Written By Adrienne Dunn

The United States Supreme Court’s ruling in the Brown v. Board of Education (1954) declared racial segregation in public schools unconstitutional. Following the Brown ruling, North Carolina enacted legislation that undermined the Supreme Court ruling.

In August 1954 and in response to the Brown decision, Governor William B. Umstead created a “Governor’s Special Advisory Committee on Education,” with Thomas Pearsall, a prominent Rocky Mount farmer and businessman and former North Carolina Speaker of the House, as chairman.  Along with Pearsall, the advisory committee included twelve whites and three blacks. The Committee concluded that integration in the public schools could not be accomplished nor should it be attempted. Trying to delay desegregation, the committee proposed giving local districts control over the assignment of students to particular schools.

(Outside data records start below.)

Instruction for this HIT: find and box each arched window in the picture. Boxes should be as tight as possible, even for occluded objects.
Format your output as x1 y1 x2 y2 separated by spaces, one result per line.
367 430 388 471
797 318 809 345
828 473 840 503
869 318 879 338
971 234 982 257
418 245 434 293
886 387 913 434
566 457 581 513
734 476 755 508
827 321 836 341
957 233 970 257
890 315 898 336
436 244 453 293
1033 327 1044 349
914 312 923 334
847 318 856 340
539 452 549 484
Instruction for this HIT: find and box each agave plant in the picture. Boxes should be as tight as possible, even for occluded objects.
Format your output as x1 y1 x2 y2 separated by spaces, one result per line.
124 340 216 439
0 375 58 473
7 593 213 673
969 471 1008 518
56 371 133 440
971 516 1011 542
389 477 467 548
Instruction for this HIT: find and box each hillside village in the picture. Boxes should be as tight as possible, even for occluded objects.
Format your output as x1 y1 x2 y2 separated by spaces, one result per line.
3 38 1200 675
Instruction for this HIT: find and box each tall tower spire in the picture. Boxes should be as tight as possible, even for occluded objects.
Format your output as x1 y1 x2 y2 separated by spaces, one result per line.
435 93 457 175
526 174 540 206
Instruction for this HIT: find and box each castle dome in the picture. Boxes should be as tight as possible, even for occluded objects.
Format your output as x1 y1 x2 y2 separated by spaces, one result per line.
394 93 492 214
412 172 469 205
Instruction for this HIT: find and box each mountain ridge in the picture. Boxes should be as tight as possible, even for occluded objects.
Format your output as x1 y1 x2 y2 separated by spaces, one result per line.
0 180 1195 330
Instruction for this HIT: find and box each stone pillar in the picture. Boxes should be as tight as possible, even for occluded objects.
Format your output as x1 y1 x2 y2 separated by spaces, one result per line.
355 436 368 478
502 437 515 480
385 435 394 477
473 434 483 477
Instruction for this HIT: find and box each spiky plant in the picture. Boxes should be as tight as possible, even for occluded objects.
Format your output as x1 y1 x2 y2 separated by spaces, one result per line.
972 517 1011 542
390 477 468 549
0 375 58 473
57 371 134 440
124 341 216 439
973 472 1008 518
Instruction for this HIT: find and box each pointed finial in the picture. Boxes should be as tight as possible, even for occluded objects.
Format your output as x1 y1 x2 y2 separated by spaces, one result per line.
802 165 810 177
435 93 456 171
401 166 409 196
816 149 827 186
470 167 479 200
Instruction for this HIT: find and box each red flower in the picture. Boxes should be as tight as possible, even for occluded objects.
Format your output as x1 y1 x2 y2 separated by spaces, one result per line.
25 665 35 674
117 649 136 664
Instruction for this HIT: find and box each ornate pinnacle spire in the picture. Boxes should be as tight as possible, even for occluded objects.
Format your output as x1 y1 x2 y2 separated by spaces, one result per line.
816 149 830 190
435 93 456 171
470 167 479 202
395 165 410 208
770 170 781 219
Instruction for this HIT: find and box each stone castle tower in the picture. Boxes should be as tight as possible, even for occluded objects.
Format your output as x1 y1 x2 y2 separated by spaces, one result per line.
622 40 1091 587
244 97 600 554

As a consequence, in the spring of 1955, the General Assembly enacted the Pupil Assignment Act.  It used race-neutral criteria to block options for blacks to transfer to white schools.

After Governor Umstead’s untimely death, Governor Luther H. Hodges continued to stall desegregation. Governor Hodges created a new committee that became known as the Pearsall Committee. Chaired by Pearsall, the seven-member committee included no African Americans. At the conclusion of several meetings, conferences, and hearings, the committee recommended a state constitutional amendment that empowered the General Assembly to enact legislation circumventing integration. The legislation proposed by the committee, which became the Pearsall Plan, amended the Compulsory School Attendance Law so that students might be excused from attending an integrated public school. The Plan also recommended that the state consider special applications requesting state to pay private school tuition grants to parents whose children were assigned to the integrated public schools.

During a special session of the General Assembly in July 1956, legislators adopted the Pearsall Plan with only two dissenting votes. But it needed public approval for the bill to become law.  Many African American leaders and some whites argued that the Pearsall Plan violated Brown, and others criticized the Plan because they claimed it threatened public schools by relinquishing power to local school boards. In the end, North Carolinians voted five to one to uphold racial segregation in the state’s public schools.

Although the 1964 Federal Civil Rights Act, which contained a provision prohibiting discrimination in public education, declared the Pearsall Plan unconstitutional in 1966, token integration and residential segregation allowed the Pearsall Plan to continue.  Finally, the case of Godwin v. Johnston County Board of Education (1969) ruled the Pearsall Plan unconstitutional.